Parents are lauded when they do the research and buy homes in certain school districts to get their kids into the “good” public K-12 system. Parents are lauded when they get their kids into advanced classes in elementary, middle, and high school, including AP classes and such. Parents are lauded when they help their kids by signing up for test prep and multiple test opportunities.
However, when it comes time to do the research necessary to find college options that might appeal to the family, all of a sudden people want to say these parents are helpless.
Let’s not conflate discrete groups of applicants. 70% of college bound HS seniors are going to attend an in-state public or a comparable OOS public - they are not part of this. 20% of students are aiming for slightly more selective universities - they are rarely a part of this. Maybe 10% are aiming for highly-selective colleges. This group, for the most part, includes students with parents accustomed to making all the right moves up to this point. I don’t accept that these parents are all of a sudden helpless in helping their students wind up in a great and appropriate univerisity well-suited for their child. I simply don’t.

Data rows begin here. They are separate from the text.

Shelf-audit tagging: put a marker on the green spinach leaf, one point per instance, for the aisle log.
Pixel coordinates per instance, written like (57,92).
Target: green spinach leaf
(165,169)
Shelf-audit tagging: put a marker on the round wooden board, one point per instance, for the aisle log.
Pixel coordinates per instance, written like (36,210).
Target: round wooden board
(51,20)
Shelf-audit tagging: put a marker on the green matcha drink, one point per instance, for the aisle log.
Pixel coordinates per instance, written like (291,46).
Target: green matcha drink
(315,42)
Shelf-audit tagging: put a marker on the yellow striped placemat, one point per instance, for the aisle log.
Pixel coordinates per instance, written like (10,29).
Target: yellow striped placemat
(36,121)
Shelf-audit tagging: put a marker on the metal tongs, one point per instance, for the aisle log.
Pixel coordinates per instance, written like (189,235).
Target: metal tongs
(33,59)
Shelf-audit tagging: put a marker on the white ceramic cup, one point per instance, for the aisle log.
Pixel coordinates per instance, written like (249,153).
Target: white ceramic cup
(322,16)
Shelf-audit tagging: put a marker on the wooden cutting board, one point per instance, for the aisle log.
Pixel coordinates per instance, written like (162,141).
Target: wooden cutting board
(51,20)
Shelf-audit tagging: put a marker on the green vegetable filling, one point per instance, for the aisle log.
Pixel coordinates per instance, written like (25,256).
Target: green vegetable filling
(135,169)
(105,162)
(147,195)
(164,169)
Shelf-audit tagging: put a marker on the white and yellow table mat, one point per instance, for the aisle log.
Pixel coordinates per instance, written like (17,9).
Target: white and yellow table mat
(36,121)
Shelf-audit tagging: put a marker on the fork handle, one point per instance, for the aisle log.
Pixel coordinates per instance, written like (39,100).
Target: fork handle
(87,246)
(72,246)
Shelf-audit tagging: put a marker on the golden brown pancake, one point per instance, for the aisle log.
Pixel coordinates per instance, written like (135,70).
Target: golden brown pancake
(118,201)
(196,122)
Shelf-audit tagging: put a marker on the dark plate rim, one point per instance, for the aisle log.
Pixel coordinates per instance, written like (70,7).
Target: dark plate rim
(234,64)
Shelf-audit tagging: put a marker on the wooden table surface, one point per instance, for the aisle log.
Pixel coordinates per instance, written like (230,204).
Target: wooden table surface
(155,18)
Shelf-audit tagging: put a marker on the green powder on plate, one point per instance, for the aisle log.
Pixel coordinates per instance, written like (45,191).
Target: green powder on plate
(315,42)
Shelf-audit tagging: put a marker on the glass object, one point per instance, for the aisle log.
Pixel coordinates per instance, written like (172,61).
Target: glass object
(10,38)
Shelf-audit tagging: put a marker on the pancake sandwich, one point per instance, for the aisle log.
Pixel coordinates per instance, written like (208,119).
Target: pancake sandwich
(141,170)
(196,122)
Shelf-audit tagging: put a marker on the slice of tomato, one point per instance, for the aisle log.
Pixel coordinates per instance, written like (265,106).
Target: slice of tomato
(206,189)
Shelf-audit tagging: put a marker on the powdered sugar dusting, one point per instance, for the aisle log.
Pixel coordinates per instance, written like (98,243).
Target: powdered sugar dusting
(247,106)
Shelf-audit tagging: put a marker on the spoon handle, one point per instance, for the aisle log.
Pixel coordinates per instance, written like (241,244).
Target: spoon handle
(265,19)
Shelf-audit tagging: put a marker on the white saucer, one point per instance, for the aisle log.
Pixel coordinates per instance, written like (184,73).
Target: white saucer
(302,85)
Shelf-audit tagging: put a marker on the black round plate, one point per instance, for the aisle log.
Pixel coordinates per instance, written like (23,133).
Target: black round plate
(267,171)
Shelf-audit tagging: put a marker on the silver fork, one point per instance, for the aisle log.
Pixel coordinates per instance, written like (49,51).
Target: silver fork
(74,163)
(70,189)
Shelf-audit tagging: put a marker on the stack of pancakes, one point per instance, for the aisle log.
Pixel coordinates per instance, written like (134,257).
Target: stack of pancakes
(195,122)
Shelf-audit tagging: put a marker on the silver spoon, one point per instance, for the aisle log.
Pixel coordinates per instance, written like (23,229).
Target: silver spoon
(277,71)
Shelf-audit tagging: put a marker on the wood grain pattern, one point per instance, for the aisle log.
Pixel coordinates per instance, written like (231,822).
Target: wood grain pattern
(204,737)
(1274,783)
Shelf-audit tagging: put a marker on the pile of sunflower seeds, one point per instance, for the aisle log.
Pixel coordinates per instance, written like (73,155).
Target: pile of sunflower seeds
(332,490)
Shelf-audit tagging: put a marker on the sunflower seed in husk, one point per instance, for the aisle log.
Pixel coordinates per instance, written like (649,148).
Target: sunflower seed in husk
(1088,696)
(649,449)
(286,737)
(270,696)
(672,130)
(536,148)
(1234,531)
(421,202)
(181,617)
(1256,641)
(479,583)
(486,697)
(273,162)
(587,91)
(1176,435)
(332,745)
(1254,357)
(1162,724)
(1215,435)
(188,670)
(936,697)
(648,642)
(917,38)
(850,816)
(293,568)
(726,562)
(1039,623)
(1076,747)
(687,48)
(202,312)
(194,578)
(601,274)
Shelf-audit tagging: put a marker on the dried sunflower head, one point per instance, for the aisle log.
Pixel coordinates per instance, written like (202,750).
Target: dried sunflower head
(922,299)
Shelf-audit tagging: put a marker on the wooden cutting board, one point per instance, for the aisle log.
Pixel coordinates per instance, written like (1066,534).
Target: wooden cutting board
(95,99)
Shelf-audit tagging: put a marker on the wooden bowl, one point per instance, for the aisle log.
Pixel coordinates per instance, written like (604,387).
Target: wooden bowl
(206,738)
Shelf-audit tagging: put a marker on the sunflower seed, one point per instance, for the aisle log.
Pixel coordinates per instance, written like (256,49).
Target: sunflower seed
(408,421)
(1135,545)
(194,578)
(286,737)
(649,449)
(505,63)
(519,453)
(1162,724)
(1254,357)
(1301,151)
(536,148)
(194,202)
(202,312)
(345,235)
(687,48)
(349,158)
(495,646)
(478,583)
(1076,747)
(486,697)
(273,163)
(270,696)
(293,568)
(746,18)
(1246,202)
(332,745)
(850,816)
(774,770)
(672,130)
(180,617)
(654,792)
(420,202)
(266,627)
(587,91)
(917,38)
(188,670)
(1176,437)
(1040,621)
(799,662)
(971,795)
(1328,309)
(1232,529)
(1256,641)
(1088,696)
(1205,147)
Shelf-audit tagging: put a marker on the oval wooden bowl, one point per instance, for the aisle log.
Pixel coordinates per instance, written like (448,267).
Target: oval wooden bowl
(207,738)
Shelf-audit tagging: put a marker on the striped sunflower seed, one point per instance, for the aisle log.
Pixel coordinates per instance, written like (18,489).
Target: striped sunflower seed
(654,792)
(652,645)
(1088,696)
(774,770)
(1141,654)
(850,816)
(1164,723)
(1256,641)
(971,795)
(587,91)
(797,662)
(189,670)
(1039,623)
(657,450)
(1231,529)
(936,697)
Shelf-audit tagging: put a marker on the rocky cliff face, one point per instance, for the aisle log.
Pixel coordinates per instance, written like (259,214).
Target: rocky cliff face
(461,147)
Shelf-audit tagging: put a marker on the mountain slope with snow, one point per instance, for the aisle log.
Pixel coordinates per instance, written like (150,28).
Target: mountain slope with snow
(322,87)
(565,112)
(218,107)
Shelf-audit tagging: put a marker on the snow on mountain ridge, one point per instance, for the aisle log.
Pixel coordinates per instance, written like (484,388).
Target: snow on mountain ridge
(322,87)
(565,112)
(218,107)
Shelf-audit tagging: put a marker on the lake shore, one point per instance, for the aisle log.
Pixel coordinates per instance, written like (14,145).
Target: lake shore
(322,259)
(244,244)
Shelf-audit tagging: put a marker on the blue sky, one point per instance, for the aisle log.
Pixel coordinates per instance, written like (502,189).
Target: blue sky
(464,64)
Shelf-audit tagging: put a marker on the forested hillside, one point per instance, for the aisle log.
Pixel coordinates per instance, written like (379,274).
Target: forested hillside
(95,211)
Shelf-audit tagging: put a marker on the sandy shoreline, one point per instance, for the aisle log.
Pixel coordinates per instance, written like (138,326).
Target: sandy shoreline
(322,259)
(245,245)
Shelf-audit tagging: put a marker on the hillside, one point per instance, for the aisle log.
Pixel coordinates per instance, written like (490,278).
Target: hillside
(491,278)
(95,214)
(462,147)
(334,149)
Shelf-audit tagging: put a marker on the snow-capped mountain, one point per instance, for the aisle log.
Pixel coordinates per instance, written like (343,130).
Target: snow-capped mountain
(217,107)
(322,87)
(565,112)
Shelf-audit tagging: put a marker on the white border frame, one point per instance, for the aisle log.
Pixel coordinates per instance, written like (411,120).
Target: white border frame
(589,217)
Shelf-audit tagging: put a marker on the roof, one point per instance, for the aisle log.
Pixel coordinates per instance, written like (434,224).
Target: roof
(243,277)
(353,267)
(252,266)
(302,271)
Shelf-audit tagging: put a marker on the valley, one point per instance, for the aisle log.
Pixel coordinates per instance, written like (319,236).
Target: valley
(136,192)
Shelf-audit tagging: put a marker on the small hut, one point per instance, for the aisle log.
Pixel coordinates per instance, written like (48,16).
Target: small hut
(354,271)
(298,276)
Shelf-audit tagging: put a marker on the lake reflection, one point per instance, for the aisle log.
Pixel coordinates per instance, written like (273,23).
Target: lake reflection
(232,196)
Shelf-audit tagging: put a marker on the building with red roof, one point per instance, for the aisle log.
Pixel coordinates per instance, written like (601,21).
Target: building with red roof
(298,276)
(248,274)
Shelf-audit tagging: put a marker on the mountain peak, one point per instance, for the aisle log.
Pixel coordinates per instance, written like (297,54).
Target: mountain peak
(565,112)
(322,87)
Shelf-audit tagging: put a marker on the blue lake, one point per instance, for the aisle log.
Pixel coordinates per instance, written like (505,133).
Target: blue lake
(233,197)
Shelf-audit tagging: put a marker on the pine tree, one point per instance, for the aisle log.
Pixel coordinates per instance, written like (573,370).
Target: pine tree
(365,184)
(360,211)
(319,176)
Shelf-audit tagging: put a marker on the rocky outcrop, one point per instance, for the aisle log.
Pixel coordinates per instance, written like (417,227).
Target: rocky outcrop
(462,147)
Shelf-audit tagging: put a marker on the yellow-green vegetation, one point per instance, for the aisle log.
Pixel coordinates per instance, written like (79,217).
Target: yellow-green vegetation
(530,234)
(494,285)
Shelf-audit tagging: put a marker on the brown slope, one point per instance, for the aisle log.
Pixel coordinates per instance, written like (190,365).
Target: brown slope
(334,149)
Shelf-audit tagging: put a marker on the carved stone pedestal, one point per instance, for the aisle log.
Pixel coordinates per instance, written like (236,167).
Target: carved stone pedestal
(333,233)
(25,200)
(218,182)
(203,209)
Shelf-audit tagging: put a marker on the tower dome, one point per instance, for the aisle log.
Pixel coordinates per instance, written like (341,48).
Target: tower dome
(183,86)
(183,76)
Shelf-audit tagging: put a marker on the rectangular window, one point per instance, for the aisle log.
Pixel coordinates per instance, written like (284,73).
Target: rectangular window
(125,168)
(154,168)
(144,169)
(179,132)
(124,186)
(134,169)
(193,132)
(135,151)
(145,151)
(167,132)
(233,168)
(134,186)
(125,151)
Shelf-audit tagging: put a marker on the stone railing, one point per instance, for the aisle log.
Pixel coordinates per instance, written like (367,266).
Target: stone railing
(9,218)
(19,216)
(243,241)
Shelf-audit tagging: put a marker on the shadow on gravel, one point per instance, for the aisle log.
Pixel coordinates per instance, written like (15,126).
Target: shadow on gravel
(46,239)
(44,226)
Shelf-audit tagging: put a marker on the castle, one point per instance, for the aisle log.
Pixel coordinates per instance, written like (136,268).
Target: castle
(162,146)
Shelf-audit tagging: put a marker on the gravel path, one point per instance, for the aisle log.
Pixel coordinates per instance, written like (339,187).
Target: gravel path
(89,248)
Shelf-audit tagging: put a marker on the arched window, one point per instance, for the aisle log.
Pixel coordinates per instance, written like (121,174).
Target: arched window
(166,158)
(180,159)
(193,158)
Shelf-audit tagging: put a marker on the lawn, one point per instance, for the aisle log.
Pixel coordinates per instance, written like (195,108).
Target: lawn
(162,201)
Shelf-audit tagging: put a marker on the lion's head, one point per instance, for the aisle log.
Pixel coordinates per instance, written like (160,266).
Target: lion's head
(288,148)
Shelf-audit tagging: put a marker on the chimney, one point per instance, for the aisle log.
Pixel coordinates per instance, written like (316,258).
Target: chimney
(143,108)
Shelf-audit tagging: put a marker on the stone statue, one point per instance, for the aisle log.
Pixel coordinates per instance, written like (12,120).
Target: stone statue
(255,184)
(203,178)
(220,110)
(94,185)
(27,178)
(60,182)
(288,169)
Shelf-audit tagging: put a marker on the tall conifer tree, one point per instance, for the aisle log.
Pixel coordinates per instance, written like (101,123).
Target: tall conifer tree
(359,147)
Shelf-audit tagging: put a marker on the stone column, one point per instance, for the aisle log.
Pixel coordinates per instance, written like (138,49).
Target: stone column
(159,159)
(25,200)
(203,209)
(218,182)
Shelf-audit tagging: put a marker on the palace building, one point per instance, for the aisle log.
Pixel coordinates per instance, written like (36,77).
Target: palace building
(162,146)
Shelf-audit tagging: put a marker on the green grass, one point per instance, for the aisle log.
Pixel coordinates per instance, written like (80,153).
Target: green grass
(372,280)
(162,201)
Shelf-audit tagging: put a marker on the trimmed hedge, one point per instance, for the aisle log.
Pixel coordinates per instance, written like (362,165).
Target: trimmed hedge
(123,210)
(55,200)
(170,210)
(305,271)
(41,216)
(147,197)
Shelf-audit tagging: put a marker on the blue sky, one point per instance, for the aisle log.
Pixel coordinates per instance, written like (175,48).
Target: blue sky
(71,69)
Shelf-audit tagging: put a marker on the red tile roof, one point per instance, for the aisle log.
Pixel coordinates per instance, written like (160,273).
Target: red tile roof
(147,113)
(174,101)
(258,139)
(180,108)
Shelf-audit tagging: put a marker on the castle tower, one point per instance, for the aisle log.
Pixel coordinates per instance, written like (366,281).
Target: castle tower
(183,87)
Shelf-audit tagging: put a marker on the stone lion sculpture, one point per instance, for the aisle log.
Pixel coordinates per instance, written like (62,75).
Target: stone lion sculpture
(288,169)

This is not an issue that affects most families. In fact, it affects a very small minority of families. We do not need to figure out ways to change HS counseling simply to make sure one or two more students per school per year end up at T40s - at the expense, it is important to note, of students who might have been admitted but will now not be admitted - this is a zero sum game, and every time a student you deem as appropriate is admitted that means another student the university originally thought was appropriate is now not admitted because of standards YOU decided to implement. We do not need to remake the entire application process for hundreds or thousands of universities to ensure only the “right” students are admitted.
I think most of this hand-wringing and complaining is completely off target. It’s more venting, than a way to find a solution. And most of the solutions sound like ways to exclude certain students, instead of ways to help all appropriate applicants receive due consideration.